Sometime in the mid 1990s when the first garden waste contracts were being drawn up the topic of contamination came up and someone stuck their finger in the air and said five percent sounds good, and this has stuck ever since. In the murky world of MRFs, five percent contamination/non-target materials sounds like a dream feedstock but in one tonne of biowaste five percent plastics equates to >6500 plastic carrier bags. Then, due to the natural losses incurred through composting, if you do nothing to address plastics between receiving the biowaste and undertaking a PAS100 physical contaminant test, the initial five percent will become 18 percent by weight and the PAS100 pass level is 0.125 percent. This infamous five percent just doesn’t stack up in today’s market.
In 2010 a short Association for Organics Recycling survey of its members found on average they were receiving 4.06 percent contamination with an average cost per tonne of removing/disposing the contaminants to produce a marketable. The 2010 WRAP Organics Recycling Survey estimated that there was 5.4m tonnes of composting, taking an average of £17.50 per tonne to clean, and cost the industry ~£90m, removing a fair chunk of the estimated £165m received in gate fees in one foul swoop.
The situation becomes more interesting, and even critical, when one considers what is happening today with the huge increases in anaerobic digestion (AD) capacity – WRAP and the NNFCC are reporting ~2.5m tonnes capacity for plants accepting municipal waste. If all of the food waste collected from the 6m households with separate food goes to AD (which it doesn’t) this would equate to ~500 000 tonnes, so clearly there is an enormous feedstock gap needing to be filled by non-household waste.
Investment Depends On Assurance
Investment depends on assurances about feedstock and for a number of years IVC worked on contracts giving the £45-65 per tonne necessary to produce a safe and quality compost and whilst throughput was, and still is, important the quality of what was actually coming in was also important and loads would be rejected and discussions held with suppliers over quality.
Now with the AD industry expanding ferociously with their “feed me, feed me now” mantra necessitated by an absolute need for gas and with their financing typically on a precipice, they will take almost anything at any price. The consequential effect has been that gate fees for everyone in the organics recycling industry have come under massive downward pressure and with this comes the fear of rejecting loads.
An often overlooked, yet fundamental differential for organics recycling is the impact feedstock quality has on the final product. At present there are no external financial links between the two either via differential gate fees or through returns from recyclate (compost/digestate) sales, and nor is there any real system for accurately measuring and reporting rejects at any stage of the system, thus today the only incentive for improving feedstock quality is good will.
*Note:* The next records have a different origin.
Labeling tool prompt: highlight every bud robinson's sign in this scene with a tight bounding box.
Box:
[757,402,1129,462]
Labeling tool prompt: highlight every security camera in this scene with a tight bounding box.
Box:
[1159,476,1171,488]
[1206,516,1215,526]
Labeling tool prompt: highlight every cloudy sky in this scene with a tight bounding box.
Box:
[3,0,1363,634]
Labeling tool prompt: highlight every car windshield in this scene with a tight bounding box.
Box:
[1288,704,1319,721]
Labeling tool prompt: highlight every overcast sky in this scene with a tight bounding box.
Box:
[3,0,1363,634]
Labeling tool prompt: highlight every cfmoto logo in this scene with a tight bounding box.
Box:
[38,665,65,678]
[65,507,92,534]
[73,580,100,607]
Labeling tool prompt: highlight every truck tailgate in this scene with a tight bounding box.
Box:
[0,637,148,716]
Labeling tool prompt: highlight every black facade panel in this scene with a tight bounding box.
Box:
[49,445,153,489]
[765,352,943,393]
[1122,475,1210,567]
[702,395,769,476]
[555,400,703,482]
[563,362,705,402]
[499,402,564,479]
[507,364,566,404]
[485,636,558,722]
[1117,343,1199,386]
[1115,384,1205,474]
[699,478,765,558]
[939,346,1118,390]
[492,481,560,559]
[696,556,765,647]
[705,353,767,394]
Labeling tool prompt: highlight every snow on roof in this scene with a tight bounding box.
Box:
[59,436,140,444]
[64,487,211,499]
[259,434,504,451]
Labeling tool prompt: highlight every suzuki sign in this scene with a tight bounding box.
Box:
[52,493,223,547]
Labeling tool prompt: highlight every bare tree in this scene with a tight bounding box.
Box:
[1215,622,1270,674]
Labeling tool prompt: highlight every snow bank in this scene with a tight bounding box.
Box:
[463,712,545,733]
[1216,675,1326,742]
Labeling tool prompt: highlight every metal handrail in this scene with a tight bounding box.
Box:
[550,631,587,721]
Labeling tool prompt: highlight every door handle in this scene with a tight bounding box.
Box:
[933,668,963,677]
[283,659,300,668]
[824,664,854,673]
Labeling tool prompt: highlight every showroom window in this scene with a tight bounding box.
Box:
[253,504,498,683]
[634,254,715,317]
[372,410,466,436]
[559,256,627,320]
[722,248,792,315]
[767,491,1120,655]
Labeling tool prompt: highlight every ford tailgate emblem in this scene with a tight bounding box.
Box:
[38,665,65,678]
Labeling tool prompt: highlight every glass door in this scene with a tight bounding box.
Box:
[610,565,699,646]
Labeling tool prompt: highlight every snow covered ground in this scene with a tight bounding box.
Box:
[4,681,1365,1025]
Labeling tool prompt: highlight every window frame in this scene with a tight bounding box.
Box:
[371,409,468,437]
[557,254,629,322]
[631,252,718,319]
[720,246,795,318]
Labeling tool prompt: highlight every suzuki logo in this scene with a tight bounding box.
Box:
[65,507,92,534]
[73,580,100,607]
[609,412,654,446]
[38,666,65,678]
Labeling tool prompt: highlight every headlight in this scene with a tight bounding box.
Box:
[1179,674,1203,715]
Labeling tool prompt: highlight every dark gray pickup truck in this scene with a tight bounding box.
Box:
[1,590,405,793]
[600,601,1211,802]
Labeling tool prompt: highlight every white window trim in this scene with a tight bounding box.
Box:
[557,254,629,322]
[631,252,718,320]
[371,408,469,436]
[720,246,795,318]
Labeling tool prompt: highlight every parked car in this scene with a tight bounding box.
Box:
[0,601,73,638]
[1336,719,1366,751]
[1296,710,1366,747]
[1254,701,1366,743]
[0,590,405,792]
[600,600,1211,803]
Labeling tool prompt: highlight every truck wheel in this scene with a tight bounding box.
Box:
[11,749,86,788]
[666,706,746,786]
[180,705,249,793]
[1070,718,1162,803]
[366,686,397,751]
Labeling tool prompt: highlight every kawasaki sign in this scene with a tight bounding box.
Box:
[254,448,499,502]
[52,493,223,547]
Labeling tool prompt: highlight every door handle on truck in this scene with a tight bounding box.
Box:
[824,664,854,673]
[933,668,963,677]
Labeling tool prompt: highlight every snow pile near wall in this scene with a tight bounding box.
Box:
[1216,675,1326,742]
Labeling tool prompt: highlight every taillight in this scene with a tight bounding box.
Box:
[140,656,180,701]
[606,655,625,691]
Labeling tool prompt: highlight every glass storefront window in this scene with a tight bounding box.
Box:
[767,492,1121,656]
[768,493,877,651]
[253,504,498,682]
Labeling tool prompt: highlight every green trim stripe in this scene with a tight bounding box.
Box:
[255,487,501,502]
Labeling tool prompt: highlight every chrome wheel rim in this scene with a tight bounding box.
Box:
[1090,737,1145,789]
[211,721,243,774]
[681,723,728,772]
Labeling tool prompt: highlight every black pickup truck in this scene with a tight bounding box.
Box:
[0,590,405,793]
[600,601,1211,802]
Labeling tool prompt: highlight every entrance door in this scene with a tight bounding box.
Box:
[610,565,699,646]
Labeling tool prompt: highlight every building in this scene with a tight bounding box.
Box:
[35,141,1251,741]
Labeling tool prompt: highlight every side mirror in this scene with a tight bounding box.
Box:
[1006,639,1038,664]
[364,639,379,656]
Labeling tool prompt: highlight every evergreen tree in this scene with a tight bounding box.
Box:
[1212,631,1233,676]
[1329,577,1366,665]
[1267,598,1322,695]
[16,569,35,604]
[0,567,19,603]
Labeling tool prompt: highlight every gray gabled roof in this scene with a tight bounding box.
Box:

So, ironically, the success of the government’s drive for more AD combined with the natural pressure from investors to provide instant and constant returns is driving down gate fees, increasing contamination/non-target materials, and thus threatening end product quality and in turn overall market confidence to the detriment of the entire sector. If organics recycling is going to continue to play the leading role in the UK reaching its landfill and recycling obligations, this needs to change and change fast.